Da steckt noch weit mehr Konfliktstoff drin. Was, wenn die Wirkung eines Bonbons zum falschen Zeitpunkt nachlässt? Was, wenn die Tüte zur Neige geht? Reicht gutes Kochen überhaupt, um Gefühle zu wecken? Ist es moralisch vertretbar, mit Wundermitteln zu täuschen? Ist es erstrebenswert, eine Beziehung mit jemandem eingehen zu wollen, der einen nur liebt, wenn man gut kocht?

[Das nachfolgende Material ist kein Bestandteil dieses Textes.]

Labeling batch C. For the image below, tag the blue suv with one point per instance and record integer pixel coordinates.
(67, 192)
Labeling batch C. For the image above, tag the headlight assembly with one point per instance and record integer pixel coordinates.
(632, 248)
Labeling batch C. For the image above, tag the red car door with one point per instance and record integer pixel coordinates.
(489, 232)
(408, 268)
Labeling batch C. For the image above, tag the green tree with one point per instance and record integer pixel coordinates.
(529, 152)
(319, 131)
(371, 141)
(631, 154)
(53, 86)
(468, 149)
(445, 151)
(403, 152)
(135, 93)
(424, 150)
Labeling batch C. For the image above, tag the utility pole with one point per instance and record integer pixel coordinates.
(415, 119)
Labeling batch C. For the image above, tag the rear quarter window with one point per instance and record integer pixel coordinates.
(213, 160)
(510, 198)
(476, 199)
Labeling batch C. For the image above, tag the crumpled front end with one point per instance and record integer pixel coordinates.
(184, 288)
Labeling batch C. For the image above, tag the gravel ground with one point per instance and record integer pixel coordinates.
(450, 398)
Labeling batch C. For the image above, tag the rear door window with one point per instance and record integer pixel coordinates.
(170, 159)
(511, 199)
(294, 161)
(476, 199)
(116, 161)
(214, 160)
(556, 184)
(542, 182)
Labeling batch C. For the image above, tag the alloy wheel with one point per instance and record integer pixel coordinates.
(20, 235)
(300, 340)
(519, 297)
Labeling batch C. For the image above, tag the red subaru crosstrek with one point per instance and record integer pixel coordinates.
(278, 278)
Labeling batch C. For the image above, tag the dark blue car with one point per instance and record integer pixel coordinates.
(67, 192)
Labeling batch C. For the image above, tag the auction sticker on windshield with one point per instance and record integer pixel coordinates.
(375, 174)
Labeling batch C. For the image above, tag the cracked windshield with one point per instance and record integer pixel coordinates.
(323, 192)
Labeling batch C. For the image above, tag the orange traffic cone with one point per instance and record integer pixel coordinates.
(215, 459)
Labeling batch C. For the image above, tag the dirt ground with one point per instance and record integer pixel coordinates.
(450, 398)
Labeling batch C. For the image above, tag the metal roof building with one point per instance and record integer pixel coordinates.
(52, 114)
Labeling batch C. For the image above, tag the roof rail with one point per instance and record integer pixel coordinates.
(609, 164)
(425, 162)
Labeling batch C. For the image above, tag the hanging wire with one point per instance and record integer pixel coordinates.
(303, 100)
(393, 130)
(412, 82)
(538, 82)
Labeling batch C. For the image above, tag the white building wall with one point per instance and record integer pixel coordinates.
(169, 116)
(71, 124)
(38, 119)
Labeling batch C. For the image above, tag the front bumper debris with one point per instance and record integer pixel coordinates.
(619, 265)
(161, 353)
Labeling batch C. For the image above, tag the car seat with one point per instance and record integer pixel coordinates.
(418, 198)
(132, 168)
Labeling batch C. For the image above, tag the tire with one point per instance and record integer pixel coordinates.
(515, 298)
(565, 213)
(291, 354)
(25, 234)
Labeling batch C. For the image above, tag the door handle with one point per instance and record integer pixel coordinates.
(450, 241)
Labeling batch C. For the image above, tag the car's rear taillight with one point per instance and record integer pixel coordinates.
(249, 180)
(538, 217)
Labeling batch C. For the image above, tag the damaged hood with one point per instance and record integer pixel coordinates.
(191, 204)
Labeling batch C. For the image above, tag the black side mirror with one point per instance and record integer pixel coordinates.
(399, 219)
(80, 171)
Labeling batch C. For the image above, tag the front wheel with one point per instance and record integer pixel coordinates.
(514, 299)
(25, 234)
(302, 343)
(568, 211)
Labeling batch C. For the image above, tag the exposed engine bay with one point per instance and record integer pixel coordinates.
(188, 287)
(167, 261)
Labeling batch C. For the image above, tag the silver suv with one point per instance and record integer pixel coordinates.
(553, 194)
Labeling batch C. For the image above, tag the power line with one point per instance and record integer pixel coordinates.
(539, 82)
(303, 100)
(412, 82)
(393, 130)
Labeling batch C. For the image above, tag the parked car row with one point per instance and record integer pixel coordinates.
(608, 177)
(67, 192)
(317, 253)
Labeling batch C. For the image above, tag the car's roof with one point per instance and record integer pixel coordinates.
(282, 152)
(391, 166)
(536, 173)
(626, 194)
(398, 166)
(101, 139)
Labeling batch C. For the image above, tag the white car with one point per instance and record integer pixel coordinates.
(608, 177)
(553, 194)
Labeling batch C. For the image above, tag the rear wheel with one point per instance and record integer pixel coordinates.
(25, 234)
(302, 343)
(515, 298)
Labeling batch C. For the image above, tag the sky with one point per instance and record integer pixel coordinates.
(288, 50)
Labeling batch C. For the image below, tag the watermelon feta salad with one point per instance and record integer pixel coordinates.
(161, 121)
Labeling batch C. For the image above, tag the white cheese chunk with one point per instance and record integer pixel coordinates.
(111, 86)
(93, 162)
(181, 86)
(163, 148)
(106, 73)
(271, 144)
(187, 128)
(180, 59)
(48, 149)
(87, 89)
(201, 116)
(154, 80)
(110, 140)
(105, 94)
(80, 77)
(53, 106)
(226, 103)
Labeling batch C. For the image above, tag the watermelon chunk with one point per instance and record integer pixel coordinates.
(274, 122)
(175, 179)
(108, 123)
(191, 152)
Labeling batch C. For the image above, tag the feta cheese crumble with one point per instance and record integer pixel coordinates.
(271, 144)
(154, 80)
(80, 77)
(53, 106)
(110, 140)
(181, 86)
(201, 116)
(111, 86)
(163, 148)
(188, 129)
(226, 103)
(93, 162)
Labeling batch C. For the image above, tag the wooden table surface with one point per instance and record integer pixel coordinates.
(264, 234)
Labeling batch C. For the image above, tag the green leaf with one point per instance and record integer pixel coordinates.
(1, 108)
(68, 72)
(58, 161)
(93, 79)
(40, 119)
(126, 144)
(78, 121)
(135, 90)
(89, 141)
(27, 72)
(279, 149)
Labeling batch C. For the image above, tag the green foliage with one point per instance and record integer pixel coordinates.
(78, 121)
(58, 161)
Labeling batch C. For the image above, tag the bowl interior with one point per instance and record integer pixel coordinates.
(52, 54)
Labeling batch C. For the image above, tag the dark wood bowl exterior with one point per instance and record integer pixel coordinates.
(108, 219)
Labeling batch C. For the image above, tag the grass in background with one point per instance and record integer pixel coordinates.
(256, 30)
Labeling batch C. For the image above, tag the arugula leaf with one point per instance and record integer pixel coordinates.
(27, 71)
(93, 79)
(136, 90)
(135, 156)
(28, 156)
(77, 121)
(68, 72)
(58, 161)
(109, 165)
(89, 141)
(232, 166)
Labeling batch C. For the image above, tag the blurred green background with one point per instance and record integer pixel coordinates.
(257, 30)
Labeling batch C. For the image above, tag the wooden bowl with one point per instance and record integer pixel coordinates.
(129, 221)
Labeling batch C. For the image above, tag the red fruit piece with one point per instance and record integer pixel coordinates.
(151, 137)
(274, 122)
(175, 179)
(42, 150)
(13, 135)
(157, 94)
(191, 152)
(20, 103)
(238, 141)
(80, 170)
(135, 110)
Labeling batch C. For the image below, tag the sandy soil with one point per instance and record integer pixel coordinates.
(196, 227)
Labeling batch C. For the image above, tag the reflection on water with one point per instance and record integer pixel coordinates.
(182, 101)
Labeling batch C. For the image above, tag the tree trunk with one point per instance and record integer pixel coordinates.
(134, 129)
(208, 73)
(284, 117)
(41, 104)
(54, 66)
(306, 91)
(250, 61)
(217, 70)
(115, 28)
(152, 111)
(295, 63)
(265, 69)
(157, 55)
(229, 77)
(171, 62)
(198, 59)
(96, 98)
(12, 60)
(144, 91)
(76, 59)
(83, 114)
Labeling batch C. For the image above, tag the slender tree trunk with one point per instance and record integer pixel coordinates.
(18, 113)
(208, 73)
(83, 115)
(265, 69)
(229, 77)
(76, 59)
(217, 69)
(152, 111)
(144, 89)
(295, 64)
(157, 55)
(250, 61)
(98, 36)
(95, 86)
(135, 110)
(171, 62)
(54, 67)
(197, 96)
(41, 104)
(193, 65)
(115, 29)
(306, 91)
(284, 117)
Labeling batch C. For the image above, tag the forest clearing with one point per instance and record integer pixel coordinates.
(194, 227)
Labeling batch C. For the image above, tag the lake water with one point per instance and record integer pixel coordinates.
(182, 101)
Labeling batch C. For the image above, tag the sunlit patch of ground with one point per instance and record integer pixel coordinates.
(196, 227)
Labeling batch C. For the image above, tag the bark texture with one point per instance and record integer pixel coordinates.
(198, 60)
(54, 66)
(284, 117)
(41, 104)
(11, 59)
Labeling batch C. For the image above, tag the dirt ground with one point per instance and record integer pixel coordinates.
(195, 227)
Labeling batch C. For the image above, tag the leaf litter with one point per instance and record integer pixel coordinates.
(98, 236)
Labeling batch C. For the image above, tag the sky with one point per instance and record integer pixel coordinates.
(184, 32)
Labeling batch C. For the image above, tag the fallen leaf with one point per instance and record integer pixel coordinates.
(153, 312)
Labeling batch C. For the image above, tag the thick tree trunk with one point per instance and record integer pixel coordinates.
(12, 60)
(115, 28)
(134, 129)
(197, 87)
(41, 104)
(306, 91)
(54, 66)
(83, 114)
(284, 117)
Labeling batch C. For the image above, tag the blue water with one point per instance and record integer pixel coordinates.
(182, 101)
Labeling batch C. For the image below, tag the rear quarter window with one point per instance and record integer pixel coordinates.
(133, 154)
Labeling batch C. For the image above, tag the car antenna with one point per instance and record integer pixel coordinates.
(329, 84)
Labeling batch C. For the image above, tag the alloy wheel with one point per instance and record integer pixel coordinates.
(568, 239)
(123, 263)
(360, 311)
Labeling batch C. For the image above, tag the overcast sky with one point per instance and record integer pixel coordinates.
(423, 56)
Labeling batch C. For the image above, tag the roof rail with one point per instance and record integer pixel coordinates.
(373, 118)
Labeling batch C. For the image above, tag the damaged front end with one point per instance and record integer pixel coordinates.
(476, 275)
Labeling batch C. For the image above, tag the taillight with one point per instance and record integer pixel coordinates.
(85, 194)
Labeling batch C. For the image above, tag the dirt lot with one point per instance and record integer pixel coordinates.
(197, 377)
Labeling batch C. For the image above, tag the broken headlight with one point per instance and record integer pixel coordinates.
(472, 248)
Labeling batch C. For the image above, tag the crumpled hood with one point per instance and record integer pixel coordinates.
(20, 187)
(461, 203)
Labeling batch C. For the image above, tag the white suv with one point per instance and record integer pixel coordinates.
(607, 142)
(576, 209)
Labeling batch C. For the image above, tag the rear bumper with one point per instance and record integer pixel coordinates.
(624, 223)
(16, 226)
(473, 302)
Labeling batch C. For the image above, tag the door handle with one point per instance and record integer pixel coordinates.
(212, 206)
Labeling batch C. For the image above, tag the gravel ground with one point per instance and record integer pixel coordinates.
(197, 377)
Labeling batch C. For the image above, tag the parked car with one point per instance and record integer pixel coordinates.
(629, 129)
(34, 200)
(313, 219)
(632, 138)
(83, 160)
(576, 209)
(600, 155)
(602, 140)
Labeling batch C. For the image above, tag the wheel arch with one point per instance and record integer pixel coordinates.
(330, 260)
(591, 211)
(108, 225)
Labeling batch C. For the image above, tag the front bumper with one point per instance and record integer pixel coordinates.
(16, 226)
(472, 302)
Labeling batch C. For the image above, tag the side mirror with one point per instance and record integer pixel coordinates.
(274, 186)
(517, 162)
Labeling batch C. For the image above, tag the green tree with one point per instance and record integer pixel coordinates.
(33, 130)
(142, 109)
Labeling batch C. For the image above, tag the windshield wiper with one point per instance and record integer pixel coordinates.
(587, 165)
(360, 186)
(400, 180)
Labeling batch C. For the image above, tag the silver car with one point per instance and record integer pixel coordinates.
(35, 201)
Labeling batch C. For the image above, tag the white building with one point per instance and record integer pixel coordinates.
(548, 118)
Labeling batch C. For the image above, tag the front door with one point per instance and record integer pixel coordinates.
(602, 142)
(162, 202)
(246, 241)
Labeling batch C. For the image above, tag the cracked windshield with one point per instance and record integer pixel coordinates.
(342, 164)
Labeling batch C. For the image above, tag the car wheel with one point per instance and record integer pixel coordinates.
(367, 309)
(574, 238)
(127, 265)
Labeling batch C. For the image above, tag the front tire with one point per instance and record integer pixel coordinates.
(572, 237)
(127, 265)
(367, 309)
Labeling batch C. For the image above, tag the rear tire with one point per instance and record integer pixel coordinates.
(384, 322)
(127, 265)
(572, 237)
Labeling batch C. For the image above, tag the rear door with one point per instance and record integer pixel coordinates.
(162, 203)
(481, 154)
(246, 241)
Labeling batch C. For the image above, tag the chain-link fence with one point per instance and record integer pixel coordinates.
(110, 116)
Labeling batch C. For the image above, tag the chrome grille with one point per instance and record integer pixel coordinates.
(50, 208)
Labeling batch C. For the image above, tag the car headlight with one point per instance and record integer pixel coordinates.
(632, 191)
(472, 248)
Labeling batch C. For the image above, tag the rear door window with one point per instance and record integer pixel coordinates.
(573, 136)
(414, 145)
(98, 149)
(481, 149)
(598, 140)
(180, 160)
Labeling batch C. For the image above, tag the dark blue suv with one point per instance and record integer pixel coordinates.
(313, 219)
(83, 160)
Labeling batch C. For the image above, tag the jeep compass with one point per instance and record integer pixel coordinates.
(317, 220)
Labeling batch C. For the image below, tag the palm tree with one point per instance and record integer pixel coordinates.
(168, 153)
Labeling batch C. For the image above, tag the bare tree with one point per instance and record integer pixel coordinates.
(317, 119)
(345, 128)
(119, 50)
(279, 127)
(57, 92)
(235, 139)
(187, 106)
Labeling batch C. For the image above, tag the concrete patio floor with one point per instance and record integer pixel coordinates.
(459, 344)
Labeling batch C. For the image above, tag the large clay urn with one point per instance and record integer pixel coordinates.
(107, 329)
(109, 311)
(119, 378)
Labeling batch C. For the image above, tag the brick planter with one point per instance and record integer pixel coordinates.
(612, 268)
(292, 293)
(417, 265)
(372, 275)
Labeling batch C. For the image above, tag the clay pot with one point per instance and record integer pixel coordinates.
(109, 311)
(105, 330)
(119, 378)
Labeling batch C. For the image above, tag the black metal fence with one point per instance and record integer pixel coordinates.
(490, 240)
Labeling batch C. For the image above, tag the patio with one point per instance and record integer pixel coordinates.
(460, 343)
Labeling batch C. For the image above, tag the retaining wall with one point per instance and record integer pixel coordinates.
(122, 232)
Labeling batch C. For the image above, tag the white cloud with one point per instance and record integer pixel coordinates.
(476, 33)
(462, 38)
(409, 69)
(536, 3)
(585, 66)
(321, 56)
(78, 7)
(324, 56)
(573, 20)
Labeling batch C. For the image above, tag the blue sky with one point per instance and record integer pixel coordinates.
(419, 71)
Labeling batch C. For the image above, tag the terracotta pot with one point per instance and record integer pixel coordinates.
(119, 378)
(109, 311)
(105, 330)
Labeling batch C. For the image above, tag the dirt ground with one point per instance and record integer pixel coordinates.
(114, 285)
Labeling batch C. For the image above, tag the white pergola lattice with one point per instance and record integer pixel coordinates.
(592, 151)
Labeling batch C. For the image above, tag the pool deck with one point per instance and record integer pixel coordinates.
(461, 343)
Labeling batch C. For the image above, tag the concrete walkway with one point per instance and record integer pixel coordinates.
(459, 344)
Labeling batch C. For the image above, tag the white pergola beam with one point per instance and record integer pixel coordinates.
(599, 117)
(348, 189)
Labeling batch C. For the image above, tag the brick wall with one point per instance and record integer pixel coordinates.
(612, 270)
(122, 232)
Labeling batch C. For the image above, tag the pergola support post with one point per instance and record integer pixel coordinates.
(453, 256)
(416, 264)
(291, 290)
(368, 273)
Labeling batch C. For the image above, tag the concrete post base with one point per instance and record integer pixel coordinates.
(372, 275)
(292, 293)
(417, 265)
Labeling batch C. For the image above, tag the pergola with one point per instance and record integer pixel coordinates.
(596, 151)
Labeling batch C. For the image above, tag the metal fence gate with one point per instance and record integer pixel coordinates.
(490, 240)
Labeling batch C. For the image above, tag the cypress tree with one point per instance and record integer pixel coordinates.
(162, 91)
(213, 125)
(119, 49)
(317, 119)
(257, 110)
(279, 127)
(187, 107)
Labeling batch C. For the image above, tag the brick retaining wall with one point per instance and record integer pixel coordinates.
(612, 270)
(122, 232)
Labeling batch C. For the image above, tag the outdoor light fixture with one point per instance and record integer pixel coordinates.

Viele mögliche Konflikte, die neben dem zentralen alle eine Rolle in unserer Geschichte spielen könnten. Doch das heben wir uns noch auf. Erst einmal haben wir nun eine Grundidee, auf der wir aufbauen können. Und als Vergleichsbeispiel für die folgenden Artikel stelle ich noch eine völlig anders geartete daneben:
Was wäre, wenn eine Prinzessin ihren Prinzen aus einem Drachenhort befreien müsste, um Königin zu werden.